Ella era como un gran río caudaloso de mil brazos e iba como anegándose en cada
uno... O como nave de mar o de catedral antigua cargada de frutos o de preces
para todos los necesitados.
Ahora, su voz se
adentró en la raíz de la tierra y su corazón aventado en el espacio
conformándose a la forma de otro corazón, el de la América nuestra. Nuestra patria,
la de la infancia, la que todos
llevamos dentro hasta el último día… Nuestra tierra y con ella todo el
Continente Americano, presentes y ausentes, nativos y extraños. Todo el que ha
tenido en su oído o en su corazón la palabra Chile, también, creó vínculo con
el nombre de Gabriela.
Hasta en los más
lejanos y remotos pueblos se ha reverenciado su nombre. A todo el que trabó
esta amistad le será acontecimiento memorable. En el alba del 7 de abril de
1889, en Vicuña, Elqui, en uno de los valles más luminosos de la tierra nació
la niña Lucila de María, después Gabriela Mistral y que, transcurridos casi 67
años de su milagrosa existencia, en otro amanecer, en el 9 de enero de 1957,
mientras caía la nieve, en un lejano pueblo extranjero, se apagó su vida.
La hemos llorado y
con nosotros todo el Continente Americano, con llanto de raíz común.
Quiso quedar en su
Monte Grande, así lo expresó hasta el último a Doris Dana, su gran compañera de
los últimos años, en su tierra soleada, tal vez, porque decía: “Allá en mi
valle cuando Dios nos mira, nos ve más clara e indistintamente recortados como
los nopales, en su luz rotunda...”
Como en su vida y
más allá de ella su destino fue servir.
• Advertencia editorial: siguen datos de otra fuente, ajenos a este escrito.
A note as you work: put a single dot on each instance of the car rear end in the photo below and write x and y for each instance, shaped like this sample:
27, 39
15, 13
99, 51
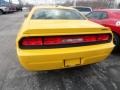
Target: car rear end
58, 44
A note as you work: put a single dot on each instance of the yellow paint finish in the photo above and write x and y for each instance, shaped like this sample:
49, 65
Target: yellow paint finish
59, 58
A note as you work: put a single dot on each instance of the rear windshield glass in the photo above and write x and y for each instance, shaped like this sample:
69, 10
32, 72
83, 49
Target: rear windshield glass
57, 14
82, 9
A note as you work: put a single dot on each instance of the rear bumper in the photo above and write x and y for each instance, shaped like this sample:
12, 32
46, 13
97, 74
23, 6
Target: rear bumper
49, 59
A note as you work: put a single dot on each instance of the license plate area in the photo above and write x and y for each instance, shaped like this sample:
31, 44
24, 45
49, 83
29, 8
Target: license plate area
72, 62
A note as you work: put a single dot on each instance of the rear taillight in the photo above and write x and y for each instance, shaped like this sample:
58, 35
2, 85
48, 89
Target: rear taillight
63, 41
30, 41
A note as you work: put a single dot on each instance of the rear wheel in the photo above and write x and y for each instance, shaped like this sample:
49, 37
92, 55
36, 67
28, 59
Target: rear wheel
1, 12
116, 41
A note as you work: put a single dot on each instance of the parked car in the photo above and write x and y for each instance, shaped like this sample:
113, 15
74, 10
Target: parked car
83, 9
108, 18
3, 9
56, 37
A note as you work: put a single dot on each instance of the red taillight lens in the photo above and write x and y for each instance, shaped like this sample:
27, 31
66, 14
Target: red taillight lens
30, 41
48, 41
103, 37
52, 40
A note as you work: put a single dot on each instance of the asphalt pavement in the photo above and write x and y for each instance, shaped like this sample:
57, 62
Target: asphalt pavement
100, 76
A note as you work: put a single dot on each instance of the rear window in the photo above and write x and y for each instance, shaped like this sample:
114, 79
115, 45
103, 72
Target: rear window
82, 9
57, 14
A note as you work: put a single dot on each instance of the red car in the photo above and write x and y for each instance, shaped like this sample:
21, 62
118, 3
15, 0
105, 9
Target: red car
109, 18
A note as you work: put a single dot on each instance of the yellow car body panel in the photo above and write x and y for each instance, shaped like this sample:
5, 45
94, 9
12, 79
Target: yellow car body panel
59, 58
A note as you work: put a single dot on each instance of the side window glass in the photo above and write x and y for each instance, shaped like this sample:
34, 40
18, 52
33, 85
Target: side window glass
104, 15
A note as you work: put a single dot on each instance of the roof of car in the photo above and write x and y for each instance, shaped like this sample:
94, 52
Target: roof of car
107, 10
53, 6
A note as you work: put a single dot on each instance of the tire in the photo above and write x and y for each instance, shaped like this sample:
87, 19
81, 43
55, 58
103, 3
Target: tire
1, 12
116, 40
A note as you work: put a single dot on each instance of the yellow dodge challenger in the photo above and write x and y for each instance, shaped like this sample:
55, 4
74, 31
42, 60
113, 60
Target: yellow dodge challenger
56, 37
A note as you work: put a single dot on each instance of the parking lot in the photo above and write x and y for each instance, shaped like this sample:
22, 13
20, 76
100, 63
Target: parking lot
100, 76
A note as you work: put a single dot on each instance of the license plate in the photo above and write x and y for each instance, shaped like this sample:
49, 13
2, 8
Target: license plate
72, 62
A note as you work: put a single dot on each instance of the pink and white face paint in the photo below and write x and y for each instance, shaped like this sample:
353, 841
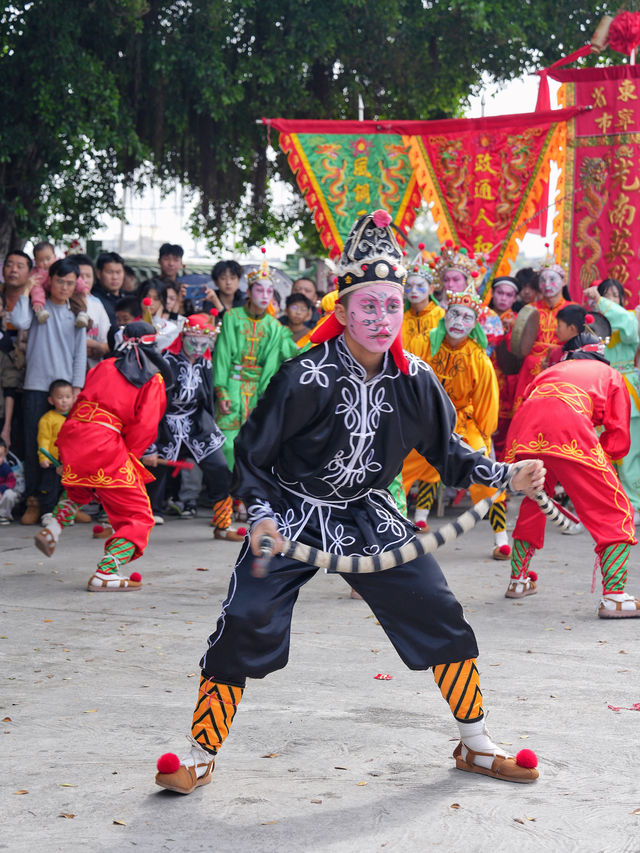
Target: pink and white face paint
374, 316
551, 283
195, 345
459, 321
504, 295
416, 289
262, 293
454, 281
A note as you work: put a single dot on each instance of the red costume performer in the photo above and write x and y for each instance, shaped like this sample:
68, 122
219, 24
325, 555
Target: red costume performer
113, 421
557, 423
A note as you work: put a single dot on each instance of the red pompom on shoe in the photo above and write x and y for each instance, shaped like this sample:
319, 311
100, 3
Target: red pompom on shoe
169, 762
527, 758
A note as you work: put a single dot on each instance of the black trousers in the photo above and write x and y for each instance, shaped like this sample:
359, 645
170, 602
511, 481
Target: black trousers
412, 602
215, 473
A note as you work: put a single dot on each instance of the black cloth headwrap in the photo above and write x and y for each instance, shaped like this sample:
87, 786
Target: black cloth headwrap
139, 361
574, 348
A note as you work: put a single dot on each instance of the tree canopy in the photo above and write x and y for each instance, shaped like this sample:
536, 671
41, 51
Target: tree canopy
97, 92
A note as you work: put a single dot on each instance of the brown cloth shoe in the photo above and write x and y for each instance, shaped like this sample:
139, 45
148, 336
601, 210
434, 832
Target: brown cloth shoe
505, 768
31, 514
185, 780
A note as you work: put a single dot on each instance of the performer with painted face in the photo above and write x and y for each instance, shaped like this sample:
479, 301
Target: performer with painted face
423, 313
575, 418
552, 279
505, 291
189, 428
250, 348
312, 463
455, 351
113, 421
455, 271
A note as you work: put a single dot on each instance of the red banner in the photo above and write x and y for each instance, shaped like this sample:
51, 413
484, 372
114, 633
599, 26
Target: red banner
600, 231
485, 177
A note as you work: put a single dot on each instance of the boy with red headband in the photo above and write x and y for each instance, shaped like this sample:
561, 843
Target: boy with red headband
312, 463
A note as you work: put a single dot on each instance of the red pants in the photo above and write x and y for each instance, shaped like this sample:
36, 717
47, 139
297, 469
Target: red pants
128, 509
598, 497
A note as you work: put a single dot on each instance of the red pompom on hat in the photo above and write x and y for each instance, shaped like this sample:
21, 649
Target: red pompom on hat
381, 218
527, 758
169, 762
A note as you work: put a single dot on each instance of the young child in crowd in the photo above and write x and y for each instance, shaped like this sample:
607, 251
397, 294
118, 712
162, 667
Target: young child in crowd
49, 425
298, 312
8, 496
44, 256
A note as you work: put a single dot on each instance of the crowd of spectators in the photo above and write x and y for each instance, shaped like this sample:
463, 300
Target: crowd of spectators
59, 317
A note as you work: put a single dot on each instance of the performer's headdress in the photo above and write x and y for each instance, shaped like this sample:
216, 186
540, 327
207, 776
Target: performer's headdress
371, 255
420, 267
137, 356
263, 271
549, 263
468, 298
454, 258
584, 346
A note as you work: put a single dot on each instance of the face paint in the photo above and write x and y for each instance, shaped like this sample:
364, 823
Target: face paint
262, 293
195, 345
454, 281
550, 283
504, 295
416, 289
374, 316
459, 321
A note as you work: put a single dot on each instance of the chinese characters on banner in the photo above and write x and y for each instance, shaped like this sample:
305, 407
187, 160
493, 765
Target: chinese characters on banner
601, 222
343, 174
485, 177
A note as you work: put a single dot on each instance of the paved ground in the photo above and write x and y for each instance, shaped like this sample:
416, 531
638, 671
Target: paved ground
322, 757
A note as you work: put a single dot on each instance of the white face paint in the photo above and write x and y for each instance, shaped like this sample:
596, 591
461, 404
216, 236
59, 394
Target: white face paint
504, 295
454, 281
416, 289
262, 293
195, 345
459, 321
551, 283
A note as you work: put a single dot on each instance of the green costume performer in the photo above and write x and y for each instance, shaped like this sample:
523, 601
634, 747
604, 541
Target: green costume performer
621, 351
250, 348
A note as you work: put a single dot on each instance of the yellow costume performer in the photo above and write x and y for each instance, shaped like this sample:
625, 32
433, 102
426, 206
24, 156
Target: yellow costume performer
468, 377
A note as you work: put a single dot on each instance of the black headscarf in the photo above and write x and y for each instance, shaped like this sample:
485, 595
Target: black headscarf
137, 358
583, 346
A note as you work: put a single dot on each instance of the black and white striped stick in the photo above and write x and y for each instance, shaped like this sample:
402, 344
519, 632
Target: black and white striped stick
427, 544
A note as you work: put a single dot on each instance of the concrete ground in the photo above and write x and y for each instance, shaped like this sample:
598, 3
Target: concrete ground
322, 756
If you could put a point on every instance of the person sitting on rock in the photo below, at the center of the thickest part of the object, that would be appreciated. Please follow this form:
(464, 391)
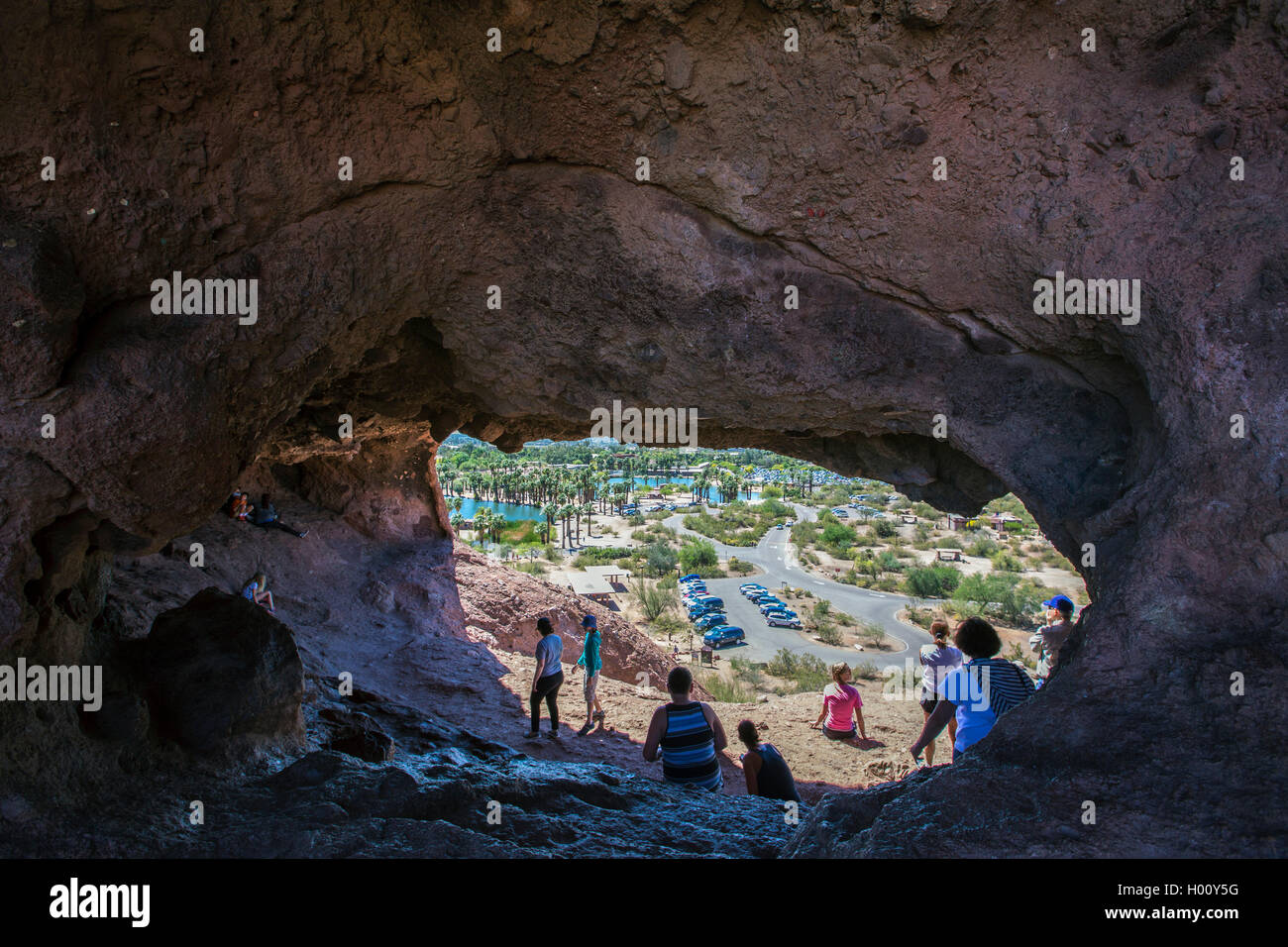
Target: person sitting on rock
(546, 680)
(764, 768)
(590, 660)
(266, 515)
(978, 692)
(257, 590)
(239, 505)
(1051, 637)
(842, 706)
(688, 735)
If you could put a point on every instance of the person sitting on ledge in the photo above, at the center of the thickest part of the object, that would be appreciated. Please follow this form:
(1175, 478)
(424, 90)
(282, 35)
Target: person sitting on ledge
(688, 735)
(257, 590)
(239, 505)
(842, 706)
(266, 515)
(979, 692)
(764, 768)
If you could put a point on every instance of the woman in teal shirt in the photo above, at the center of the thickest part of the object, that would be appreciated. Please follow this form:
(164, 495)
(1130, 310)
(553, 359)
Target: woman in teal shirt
(590, 661)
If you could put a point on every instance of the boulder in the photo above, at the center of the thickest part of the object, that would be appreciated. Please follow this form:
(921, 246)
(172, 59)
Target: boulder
(222, 676)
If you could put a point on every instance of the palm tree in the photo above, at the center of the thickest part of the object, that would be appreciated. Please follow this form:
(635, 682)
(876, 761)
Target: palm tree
(482, 522)
(549, 510)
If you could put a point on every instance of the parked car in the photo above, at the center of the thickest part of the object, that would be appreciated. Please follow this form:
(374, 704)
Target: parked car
(720, 637)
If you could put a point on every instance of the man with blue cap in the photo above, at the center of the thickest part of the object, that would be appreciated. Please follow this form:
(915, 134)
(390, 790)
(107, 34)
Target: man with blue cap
(590, 661)
(1051, 637)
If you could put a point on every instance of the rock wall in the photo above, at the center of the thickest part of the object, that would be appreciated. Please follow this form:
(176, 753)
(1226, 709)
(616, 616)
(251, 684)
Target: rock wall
(768, 167)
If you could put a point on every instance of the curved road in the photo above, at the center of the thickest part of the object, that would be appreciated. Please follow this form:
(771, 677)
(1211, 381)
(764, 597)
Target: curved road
(776, 557)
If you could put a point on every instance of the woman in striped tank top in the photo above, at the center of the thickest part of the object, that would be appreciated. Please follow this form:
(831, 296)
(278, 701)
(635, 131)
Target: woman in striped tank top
(688, 735)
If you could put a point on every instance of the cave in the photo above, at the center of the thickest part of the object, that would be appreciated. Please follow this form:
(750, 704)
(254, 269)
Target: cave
(494, 263)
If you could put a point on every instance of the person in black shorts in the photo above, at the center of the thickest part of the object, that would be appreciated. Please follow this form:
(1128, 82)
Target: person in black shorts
(936, 661)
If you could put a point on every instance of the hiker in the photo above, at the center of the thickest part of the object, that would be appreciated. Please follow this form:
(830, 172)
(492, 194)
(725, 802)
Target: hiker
(257, 590)
(841, 706)
(239, 505)
(546, 680)
(1048, 639)
(591, 663)
(979, 692)
(688, 735)
(938, 660)
(764, 767)
(266, 515)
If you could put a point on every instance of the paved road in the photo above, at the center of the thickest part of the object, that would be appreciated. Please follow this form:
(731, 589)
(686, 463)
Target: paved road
(777, 557)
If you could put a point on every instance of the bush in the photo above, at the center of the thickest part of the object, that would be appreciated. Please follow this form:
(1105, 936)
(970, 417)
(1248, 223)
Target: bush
(725, 690)
(698, 556)
(837, 538)
(652, 599)
(1006, 562)
(805, 672)
(871, 633)
(828, 633)
(661, 558)
(931, 581)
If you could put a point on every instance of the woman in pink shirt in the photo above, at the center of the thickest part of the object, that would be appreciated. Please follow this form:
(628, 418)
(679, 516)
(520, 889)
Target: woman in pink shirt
(841, 706)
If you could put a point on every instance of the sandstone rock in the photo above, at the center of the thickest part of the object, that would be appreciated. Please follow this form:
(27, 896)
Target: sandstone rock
(222, 676)
(1113, 436)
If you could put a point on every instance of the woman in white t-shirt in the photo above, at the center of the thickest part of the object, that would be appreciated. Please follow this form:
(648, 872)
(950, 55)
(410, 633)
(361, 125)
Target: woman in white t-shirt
(978, 692)
(936, 661)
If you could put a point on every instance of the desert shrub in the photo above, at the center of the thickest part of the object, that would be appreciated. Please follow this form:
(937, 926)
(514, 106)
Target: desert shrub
(725, 690)
(698, 556)
(661, 558)
(653, 600)
(931, 581)
(805, 672)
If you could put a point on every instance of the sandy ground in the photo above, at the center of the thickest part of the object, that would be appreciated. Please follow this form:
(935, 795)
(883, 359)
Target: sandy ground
(424, 655)
(819, 764)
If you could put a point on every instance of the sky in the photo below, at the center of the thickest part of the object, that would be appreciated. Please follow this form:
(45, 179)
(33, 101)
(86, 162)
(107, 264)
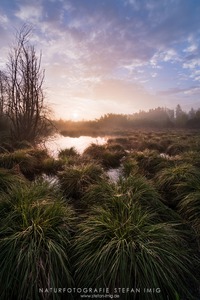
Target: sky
(110, 56)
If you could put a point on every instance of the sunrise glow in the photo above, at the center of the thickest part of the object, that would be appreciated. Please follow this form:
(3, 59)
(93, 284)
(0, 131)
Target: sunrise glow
(111, 56)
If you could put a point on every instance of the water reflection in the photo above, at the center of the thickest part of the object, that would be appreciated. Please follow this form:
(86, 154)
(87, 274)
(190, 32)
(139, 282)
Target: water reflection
(59, 142)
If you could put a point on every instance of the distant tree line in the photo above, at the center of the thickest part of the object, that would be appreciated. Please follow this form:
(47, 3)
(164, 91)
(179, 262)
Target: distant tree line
(156, 118)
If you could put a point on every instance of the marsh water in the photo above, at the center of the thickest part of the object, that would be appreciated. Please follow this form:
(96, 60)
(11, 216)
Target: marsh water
(60, 142)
Asida a nuestra bandera, con el ala
rota, pasó como un gran signo por los cielos de América, como si la mano de
Dios le ayudara a escribir en ellos su postrer recado, y como para que no
olvidemos que somos el Continente del siempre Común Destino.
Ha sido a lo largo
de Chile la tristeza de sentir su magnificente materia conformada a lo
impalpable y la tristeza de sentirnos huérfanos de su gesto familiar y
generoso, de su luminosa sonrisa ya para siempre dormida tras del muro.
Su partida ha
golpeado nuestra fibra más entrañable porque el dolor de su pérdida nos ha
revelado un hecho que no entendíamos del todo: el acontecer de su vida era como
la existencia de una madre y una hija para cada chileno Memorable debe ser
nuestra gratitud porque esa criatura nacida en un repliegue de nuestra montaña
nos ha llenado de dignidad ante el mundo.
Por todo lo que fue
y por todo lo que hizo su existencia y su memoria serán ya para siempre
recuerdo y presencia. Presencia y recuerdo suyo en nuestra bandera batida en el
viento. Presencia y ternura suya en lo grande y en lo mínimo, en la imagen de
toda infancia, en la entraña de toda madre…
El pájaro indefenso,
la flor del espino, la caña sumergida y el villanito errante tuvieron
largamente su mirada…
Todo en ella ha
sido, para nosotros, como un gesto de la mano de Dios que nos la dio como la
hebra del mundo que da la madre... Y su silencio de ahora es sólo como el de la
entraña que guarda la semilla…
No quedándole un
deudo suyo, familiar, sobre la tierra, su recuerdo, su ejemplo y su semblante,
por siempre de talla heroica, es de todos los chilenos.
Pongamos un laurel sobre su frente, porque ella dio
más humanidad a nuestra raza y un nuevo fulgor a la “Estrella de Chile”.